- Fengtang Location in Guangdong
- Coordinates: 23°37′38″N 116°34′05″E﻿ / ﻿23.62722°N 116.56806°E
- Country: People's Republic of China
- Province: Guangdong
- Prefecture-level city: Chaozhou
- District: Chao'an
- Time zone: UTC+8 (China Standard)

= Fengtang Town =

Town in Chao'an, Chaozhou, China

Fengtang (鳳塘 (凤塘, Fèngtáng)) is a town in south China, under the jurisdiction of Chao'an District, Chaozhou City, Guangdong Province.

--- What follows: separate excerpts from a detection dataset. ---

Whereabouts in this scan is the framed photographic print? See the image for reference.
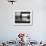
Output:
[15,10,32,26]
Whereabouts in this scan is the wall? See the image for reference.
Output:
[0,0,46,41]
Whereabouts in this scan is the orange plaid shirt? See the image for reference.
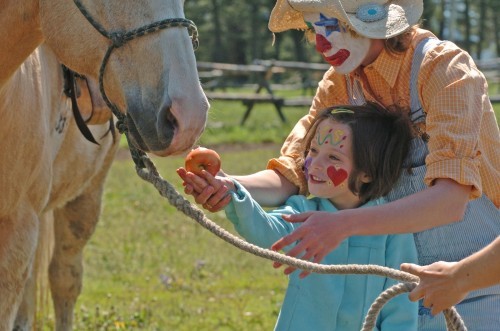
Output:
[268,29,500,207]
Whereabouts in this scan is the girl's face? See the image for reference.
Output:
[305,119,360,209]
[304,13,372,74]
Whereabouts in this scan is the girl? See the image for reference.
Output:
[180,104,417,331]
[181,0,500,331]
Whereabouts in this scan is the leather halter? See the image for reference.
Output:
[73,0,199,168]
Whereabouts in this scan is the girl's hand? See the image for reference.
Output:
[271,211,347,278]
[401,261,468,316]
[177,168,234,213]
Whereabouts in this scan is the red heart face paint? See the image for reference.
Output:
[326,166,347,186]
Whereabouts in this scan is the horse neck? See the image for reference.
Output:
[0,0,44,87]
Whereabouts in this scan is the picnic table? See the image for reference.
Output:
[197,60,329,125]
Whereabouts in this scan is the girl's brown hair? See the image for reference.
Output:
[301,103,413,202]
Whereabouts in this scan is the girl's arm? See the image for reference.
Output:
[177,168,298,212]
[401,236,500,315]
[272,179,470,274]
[378,234,418,331]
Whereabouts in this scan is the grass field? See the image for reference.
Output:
[44,96,500,331]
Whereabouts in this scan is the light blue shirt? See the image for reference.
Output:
[225,182,418,331]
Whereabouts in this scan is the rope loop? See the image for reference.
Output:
[129,151,467,331]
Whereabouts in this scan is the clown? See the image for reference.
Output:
[179,0,500,330]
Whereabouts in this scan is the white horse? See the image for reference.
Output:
[0,0,209,331]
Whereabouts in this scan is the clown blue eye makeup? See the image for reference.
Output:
[314,14,345,37]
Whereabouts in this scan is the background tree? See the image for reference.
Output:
[185,0,500,64]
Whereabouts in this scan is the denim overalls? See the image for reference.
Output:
[348,38,500,331]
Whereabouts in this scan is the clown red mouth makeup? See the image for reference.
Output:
[304,13,371,74]
[316,34,351,67]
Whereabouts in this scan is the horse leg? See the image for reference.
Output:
[0,208,39,331]
[14,271,36,331]
[49,185,102,331]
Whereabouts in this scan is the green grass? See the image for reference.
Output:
[45,145,286,330]
[44,89,500,331]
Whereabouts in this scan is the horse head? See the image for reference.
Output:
[40,0,209,156]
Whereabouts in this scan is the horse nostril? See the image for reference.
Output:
[165,108,179,128]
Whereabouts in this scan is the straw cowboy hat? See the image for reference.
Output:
[269,0,424,39]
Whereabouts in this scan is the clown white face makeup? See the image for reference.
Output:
[305,119,360,209]
[304,13,371,74]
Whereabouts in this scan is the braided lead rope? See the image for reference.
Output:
[136,154,467,331]
[361,282,467,331]
[136,157,419,282]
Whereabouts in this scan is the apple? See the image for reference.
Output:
[184,147,221,176]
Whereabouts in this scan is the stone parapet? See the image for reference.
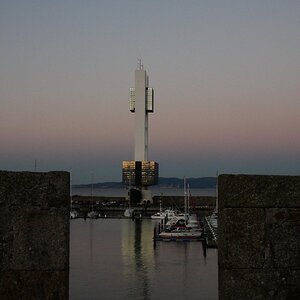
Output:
[0,171,70,299]
[218,175,300,300]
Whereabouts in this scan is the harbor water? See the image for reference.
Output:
[69,219,218,300]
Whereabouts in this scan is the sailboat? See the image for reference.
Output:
[158,177,203,241]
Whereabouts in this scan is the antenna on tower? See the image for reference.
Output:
[138,59,144,70]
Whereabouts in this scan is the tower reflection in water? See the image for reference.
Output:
[122,220,155,299]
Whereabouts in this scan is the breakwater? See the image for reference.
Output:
[72,195,216,218]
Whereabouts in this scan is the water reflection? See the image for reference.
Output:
[70,219,218,300]
[122,220,154,300]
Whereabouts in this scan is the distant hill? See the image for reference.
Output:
[73,177,217,189]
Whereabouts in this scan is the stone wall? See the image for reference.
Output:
[0,171,70,299]
[218,175,300,300]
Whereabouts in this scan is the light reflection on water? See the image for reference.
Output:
[70,219,218,300]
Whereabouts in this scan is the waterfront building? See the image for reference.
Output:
[122,61,158,202]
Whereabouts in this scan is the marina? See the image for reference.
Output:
[70,218,218,300]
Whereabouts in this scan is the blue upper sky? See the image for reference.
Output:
[0,0,300,183]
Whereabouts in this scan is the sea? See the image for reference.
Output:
[69,189,218,300]
[72,187,216,197]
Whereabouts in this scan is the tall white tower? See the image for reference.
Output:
[123,61,158,201]
[130,61,154,161]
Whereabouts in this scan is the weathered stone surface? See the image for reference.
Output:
[0,271,69,300]
[218,208,265,268]
[218,175,300,208]
[0,171,70,209]
[218,175,300,300]
[219,269,300,300]
[0,171,70,299]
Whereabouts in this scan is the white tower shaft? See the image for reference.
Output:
[134,70,148,161]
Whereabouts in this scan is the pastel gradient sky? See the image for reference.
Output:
[0,0,300,183]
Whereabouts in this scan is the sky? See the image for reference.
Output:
[0,0,300,183]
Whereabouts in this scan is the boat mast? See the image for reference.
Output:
[187,184,190,216]
[183,176,187,226]
[216,172,219,212]
[91,173,94,211]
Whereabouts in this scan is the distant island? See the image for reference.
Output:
[73,177,217,189]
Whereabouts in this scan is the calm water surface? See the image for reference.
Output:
[70,219,218,300]
[72,187,216,197]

It has an area of 38.58 square kilometers and a population of 91,234 persons.

==Administrative divisions==
Fengtang Town has jurisdiction over the following sub-areas:

Fengtang Community, Dongmen Village, Nanmen Village, Dacheng Village, Fugang Village, Fenggang Village, Nanlong Village, Qiucuo Village, Panyang Village, Fengcuo Village, Jilin Village, Shuanggang Village, Humei Village, Linpan Village, Donglong Village, Goutou Village, Yingfeng Village, Fengshui Village, Fengli Village, Yujiao Village, Xinxiang Village, Yiqiao Village, Qiyuan Village, Lindou Village, Shutu Village, Hongxiang Village, Donghe Village, Shenghu Village, Xihe Village, Xinhe Village and He'an Village.

==Honorary title==
Fengtang was selected as one of the "Top 1,000 Towns of China in 2021".